これまで展示会などで披露されていたプロトタイプからの変更として、iPhoneと接続する専用ケースとの別体型とした。試作機のケース部は、iPhone 6sのサイズに合わせたもので、容量1,865mAhのバッテリ(キヤノンのカメラ用LP-E6N)も内蔵。これにより、ディスプレイ側は小型化している。ケース部には2系統のHDMI出力を備え、b.g.と別のディスプレイなどにも同時出力できるようにしている。内蔵バッテリでの連続使用時間は現時点では約2時間だが、量産化に向けて、より長時間駆動できるように改善していくという。
人によって異なる瞳の位置を考慮して、ディスプレイ位置の可変性を追求したり、装着感も重視。専用のメガネフレームを設計し、メガネフレームに「外フレーム」を装着させる形状を採用。ディスプレイを見る必要がないシーンでは、外フレームを持ち上げることでディスプレイを視界から外せる。
専用メガネにレンズを入れることが可能で、視力矯正のメガネをしている人が快適に装着できることを重視しているのも特徴。従来の試作機から、メガネと脱着する機構も変更。従来は磁石で脱着する形だったが、より確実に装着できるようにした。専用メガネのツルの部分に脱着するための機構が必要で、人の顔のサイズなどに合わせて、今後メガネのデザインもバリエーションを増やしていくという。

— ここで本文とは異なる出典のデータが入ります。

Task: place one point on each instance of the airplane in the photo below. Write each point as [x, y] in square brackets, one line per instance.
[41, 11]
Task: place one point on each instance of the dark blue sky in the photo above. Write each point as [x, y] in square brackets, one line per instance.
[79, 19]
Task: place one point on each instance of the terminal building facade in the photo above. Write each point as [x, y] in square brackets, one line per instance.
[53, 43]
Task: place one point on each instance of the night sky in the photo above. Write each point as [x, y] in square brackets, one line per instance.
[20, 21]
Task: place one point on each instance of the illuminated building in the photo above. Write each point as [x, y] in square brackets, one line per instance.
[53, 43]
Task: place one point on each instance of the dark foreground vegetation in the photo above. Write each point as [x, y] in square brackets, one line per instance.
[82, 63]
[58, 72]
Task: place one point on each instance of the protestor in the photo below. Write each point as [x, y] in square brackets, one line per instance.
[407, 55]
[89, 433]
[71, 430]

また、表示するパネルは従来の試作機の液晶から、有機ELに変更。開発当初から、調達などの観点で有機ELの採用を見込んでいたという。1/2型、解像度1,024×768ドットのパネルを採用し、60p入力に対応する。現段階では、1mの場所に15型程度の映像が見えるように設計されている。

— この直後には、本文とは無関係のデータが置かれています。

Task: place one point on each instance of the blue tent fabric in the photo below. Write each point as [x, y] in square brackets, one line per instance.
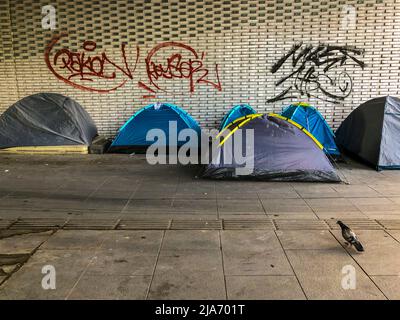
[310, 118]
[235, 113]
[133, 133]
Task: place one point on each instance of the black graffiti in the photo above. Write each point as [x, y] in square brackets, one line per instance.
[318, 72]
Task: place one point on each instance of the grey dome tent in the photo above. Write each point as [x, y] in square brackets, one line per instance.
[283, 151]
[46, 120]
[371, 133]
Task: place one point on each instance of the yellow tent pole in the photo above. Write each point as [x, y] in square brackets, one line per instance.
[298, 126]
[240, 125]
[251, 116]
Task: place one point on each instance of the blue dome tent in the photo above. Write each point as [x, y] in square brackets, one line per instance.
[132, 135]
[235, 113]
[309, 117]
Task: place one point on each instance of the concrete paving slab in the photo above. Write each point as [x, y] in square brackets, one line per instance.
[240, 206]
[138, 241]
[27, 282]
[307, 239]
[263, 288]
[387, 190]
[188, 261]
[320, 275]
[342, 215]
[122, 262]
[286, 206]
[381, 255]
[395, 234]
[110, 287]
[194, 205]
[253, 252]
[315, 191]
[351, 191]
[187, 286]
[25, 243]
[191, 240]
[293, 215]
[331, 205]
[74, 239]
[390, 286]
[375, 205]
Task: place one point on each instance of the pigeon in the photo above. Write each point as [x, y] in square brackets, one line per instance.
[350, 236]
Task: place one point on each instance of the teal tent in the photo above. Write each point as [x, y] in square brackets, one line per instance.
[309, 117]
[235, 113]
[132, 136]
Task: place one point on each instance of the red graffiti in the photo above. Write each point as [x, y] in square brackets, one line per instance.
[82, 69]
[87, 70]
[176, 66]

現在は量産化に向けた実証実験を進める段階と位置付けており、既に5~10社からの提案を受けているという。'17年秋より量産を開始、'18年春から量産納品を開始し、量産後当初は10億円規模の事業を見込んでおり、さらに市場開拓を進めていくという。
“アイケア”の視点でウェアラブルに参入。“視力4.0”実現も
同日に発表された第2四半期決算では、眼鏡等小売事業ではコンタクトレンズや通販事業の好調などで、売上高は86億4,500万円(前年同期比11.2%増)、営業利益は2億1,100万円(同40.6%減)、四半期純損失は1,000万円(前年同期は純利益1億7,200万円)となった。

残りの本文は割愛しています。